Eastham’s Auto Repair Moving Elsewhere In Downtown Bethesda

Eastham's Auto Servicenter will move to Fairmont Avenue and Old Georgetown Road in April

Time is almost up for the Eastham’s Auto Servicenter on Wisconsin Avenue.

But even as the gas stations of downtown Bethesda vanish under the weight of sky-high property values and ambitious redevelopment projects, the landmark auto repair shop will live on for at least another year — albeit at a new, temporary location also up for redevelopment.

Eastham’s will move from 7100 Wisconsin Ave., where it has been since 1929, to 4990 Fairmont Ave. by the second week of April, general manager Steven Embrey said.

Work on a 12-story, 145-unit apartment building is set to begin soon at 7100 Wisconsin Ave., a former Exxon station that in late 2012 was retrofitted to allow Eastham’s another 18 months.

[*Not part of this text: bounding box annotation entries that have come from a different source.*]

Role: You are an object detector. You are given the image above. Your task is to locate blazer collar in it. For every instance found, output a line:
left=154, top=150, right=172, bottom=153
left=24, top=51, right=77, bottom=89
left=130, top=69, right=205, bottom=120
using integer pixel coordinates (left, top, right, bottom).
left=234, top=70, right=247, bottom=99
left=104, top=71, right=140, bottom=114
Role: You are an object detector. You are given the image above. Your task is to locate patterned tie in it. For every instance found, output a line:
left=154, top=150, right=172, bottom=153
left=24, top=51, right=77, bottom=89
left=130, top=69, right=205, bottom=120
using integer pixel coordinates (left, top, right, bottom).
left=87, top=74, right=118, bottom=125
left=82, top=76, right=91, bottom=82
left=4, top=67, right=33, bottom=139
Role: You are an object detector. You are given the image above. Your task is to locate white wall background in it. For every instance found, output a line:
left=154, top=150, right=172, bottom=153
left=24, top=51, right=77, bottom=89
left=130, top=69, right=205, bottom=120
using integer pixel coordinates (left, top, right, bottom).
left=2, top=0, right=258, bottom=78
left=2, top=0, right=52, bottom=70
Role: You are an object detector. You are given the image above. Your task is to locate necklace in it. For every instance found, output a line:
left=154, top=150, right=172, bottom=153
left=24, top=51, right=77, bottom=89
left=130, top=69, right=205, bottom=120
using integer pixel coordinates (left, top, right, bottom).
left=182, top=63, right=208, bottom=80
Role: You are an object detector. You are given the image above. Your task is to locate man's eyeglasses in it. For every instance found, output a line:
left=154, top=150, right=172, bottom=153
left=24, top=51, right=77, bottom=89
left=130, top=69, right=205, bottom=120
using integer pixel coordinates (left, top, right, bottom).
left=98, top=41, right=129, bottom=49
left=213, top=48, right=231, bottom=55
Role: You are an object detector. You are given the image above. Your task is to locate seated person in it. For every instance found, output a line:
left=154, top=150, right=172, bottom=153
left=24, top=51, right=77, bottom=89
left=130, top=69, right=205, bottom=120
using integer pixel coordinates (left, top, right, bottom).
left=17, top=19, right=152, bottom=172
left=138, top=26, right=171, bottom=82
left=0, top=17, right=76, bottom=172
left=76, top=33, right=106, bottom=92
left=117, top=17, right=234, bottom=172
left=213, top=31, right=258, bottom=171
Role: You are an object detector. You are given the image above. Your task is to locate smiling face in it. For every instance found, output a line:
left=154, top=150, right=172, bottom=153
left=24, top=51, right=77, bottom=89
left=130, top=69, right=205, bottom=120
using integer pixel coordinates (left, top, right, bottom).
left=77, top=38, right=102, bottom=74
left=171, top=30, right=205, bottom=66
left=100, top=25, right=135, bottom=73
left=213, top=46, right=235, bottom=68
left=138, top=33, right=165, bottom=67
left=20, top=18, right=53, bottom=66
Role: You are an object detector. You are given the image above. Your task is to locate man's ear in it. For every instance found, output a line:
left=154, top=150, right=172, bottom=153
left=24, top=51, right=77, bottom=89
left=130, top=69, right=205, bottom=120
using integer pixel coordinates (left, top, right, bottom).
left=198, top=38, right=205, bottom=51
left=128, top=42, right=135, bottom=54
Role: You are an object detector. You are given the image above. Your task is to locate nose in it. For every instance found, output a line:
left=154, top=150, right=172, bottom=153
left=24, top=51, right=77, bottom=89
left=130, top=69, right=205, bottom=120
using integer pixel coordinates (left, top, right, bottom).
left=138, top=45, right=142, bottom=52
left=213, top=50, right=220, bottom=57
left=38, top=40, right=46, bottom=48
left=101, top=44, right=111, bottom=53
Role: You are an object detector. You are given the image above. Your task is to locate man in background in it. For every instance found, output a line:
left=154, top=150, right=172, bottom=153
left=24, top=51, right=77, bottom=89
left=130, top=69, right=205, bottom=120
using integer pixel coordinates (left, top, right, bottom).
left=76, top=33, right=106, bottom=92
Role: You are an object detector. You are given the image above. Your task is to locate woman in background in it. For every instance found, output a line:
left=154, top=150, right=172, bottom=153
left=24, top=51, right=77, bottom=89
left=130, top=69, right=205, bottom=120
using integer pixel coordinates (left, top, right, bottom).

Embrey said Eastham’s, still owned by the Eastham family, started an intensive search for another auto repair shop in downtown Bethesda, since Bethesda and Chevy Chase supplies the vast majority of the shop’s client base.

They found the Fairmont Avenue spot, another former gas station at the corner of Old Georgetown Road that is on its way to approval for a 17-story, 70-unit luxury condominium.

“They want to keep the business going,” Embrey said of the Eastham family. “The problem, obviously, is our base is right here and you kind of have to stay in this area. There’s less and less property to have a service station. The property is just too expensive.”

The Wisconsin Avenue Exxon station is long gone. So is another Exxon station at 7340 Wisconsin Ave., which developers hope to soon turn into a 14-story, 225-unit apartment a stone’s throw from the Bethesda Metro station. Construction is underway on a low-rise bank building on the site of a former BP Station at Wisconsin and Highland Avenues.

There are plans for a one-story TD Bank building at 7628 Old Georgetown Rd., the site of a still operational Shell station. There are also approved, but apparently less imminent plans for a six-story office building at 8280 Wisconsin Ave., now the site of a still operational gas station, carwash and repair shop.

“The only way to really make money off these properties is to build them up, unfortunately, “Embrey said.

Eastham’s will have a yearlong lease on the Fairmont and Old Georgetown location. It will not also serve as a place to fill up. Gas tanks and pumps were removed from the site in August.

The property owner apparently flirted with the idea of having the site serve as a temporary staging location for food trucks, including the popular Corned Beef King out of Olney. But that never happened.